Para pacientes com disfunção renal, a alimentação não é apenas uma questão de nutrição — é um componente terapêutico essencial. Entre os alimentos frequentemente considerados “saudáveis” e amplamente divulgados como benéficos, destaca-se o goji (fruto do *Lycium barbarum*), tradicionalmente usado na medicina tradicional chinesa e cada vez mais popular no Brasil como ingrediente funcional. No entanto, especialistas em nefrologia alertam: embora o goji seja seguro para pessoas saudáveis, seu consumo descontrolado por indivíduos com doença renal crônica pode representar riscos reais e potencialmente graves.
O perigo do excesso de potássio
O rim desempenha papel central na regulação dos eletrólitos, especialmente do potássio. Em pacientes com comprometimento da filtração glomerular — mesmo em estágios iniciais — a capacidade renal de excretar potássio está significativamente reduzida. O goji é naturalmente rico nesse mineral: 100 g do fruto seco contêm cerca de 1.130 mg de potássio. Quando consumido em quantidades elevadas — como em chás concentrados, sucos ou adição frequente em preparações culinárias — há risco de acúmulo sistêmico. Isso pode desencadear hipercalemia, condição que, em fases iniciais, manifesta-se com fraqueza muscular, parestesias e fadiga, mas que, em níveis mais altos (>6,0 mmol/L), pode provocar alterações no traçado eletrocardiográfico, arritmias ventriculares e, em casos extremos, parada cardíaca súbita.

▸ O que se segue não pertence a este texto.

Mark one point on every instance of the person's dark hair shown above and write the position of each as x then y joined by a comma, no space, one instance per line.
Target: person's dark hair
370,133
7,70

Sobrecarga hídrica silenciosa
Muitos pacientes consomem goji na forma de infusão — geralmente deixado em água por horas ou dias. Embora pareça inofensiva, essa prática contribui para o balanço hídrico total diário de maneira subestimada. Além do volume líquido ingerido diretamente, o fruto hidrata-se durante a infusão, liberando água e compostos solúveis que são absorvidos pelo organismo. Para pacientes com restrição hídrica — comumente indicada em estágios avançados de insuficiência renal, síndrome nefrótica ou cardiopatia associada — esse “líquido oculto” pode favorecer retenção hídrica, edema periférico, hipertensão arterial e sobrecarga ventricular esquerda. A avaliação rigorosa de todos os fluidos ingeridos, incluindo sopas, iogurtes, frutas suculentas e bebidas à base de plantas, torna-se, portanto, fundamental.

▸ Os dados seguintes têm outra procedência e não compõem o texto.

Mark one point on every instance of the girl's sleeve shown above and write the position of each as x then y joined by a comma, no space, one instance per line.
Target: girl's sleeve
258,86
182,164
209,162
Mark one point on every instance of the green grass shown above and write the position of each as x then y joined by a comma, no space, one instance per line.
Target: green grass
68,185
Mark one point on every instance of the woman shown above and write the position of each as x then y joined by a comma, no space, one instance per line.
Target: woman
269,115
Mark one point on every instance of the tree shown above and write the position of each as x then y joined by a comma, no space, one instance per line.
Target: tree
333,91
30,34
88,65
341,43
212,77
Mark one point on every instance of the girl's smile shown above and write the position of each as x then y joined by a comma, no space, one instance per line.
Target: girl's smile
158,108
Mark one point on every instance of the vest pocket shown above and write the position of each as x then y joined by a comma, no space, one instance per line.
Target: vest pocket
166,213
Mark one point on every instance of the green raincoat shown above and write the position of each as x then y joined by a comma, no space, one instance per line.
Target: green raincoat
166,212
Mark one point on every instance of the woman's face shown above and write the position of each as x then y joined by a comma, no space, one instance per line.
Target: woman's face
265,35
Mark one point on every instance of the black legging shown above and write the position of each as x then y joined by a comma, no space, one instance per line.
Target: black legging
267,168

Interações medicamentosas relevantes
A maioria dos pacientes nefropatas faz uso crônico de múltiplos fármacos: inibidores da ECA ou bloqueadores dos receptores da angiotensina II (para proteção renal), diuréticos poupadores de potássio, anticoagulantes orais ou imunossupressores. Estudos preliminares sugerem que polissacarídeos e flavonoides presentes no goji podem modular enzimas hepáticas do citocromo P450 (como CYP3A4 e CYP2C9), interferindo na biotransformação desses medicamentos. Essa interação pode resultar tanto em toxicidade — por aumento das concentrações plasmáticas — quanto em falha terapêutica — por redução da biodisponibilidade. Ademais, o metabolismo hepático e renal desses compostos adiciona carga funcional extra a órgãos já comprometidos, dificultando a recuperação da homeostase orgânica.

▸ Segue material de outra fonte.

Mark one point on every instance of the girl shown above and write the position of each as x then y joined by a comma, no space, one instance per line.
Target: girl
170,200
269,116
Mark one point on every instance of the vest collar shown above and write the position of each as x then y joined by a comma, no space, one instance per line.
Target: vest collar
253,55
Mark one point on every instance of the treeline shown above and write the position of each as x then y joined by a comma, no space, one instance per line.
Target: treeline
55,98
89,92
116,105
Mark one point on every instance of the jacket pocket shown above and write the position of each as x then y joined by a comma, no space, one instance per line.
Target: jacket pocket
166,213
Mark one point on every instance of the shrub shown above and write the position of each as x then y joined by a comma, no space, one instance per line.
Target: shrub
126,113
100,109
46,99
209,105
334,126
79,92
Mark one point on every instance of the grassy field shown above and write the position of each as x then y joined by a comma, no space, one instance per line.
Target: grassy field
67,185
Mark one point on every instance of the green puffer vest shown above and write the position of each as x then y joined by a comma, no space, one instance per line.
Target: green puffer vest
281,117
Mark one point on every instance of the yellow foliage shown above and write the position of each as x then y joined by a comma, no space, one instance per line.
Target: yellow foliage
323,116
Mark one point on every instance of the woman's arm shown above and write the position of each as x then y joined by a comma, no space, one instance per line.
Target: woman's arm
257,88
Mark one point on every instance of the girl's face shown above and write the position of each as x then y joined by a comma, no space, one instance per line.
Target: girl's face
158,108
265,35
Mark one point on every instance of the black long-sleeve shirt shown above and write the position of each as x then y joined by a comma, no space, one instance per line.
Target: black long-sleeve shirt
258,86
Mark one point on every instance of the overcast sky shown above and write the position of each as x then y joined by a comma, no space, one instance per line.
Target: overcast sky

Risco metabólico associado ao teor de carboidratos
O sabor adocicado do goji reflete seu conteúdo significativo de açúcares redutores — principalmente frutose e glicose — com cerca de 60–70 g de carboidratos por 100 g de fruto seco. Em pacientes com nefropatia diabética ou distúrbios concomitantes da tolerância à glicose, o consumo não monitorado pode contribuir para picos glicêmicos, resistência insulínica agravada e progressão da lesão microvascular renal. Além disso, o excesso calórico favorece o ganho de peso e a dislipidemia, fatores que aceleram a aterosclerose e pioram o prognóstico cardiovascular — principal causa de mortalidade nessa população.
Diante disso, a recomendação dos nefrologistas é clara: não há contraindicação absoluta ao goji, mas seu uso deve ser individualizado, orientado por avaliação laboratorial (potássio sérico, função renal, perfil lipídico e glicêmico) e integrado ao plano nutricional personalizado. Pacientes em diálise, por exemplo, devem evitar quase totalmente fontes concentradas de potássio; já aqueles em estágio inicial, com bom controle metabólico, podem consumir pequenas porções esporádicas — desde que contabilizadas na contagem diária de nutrientes. A consulta prévia com nutricionista especializado em doenças renais e com o nefrologista responsável é indispensável para transformar escolhas alimentares em aliadas reais da saúde renal — e não em obstáculos silenciosos à recuperação.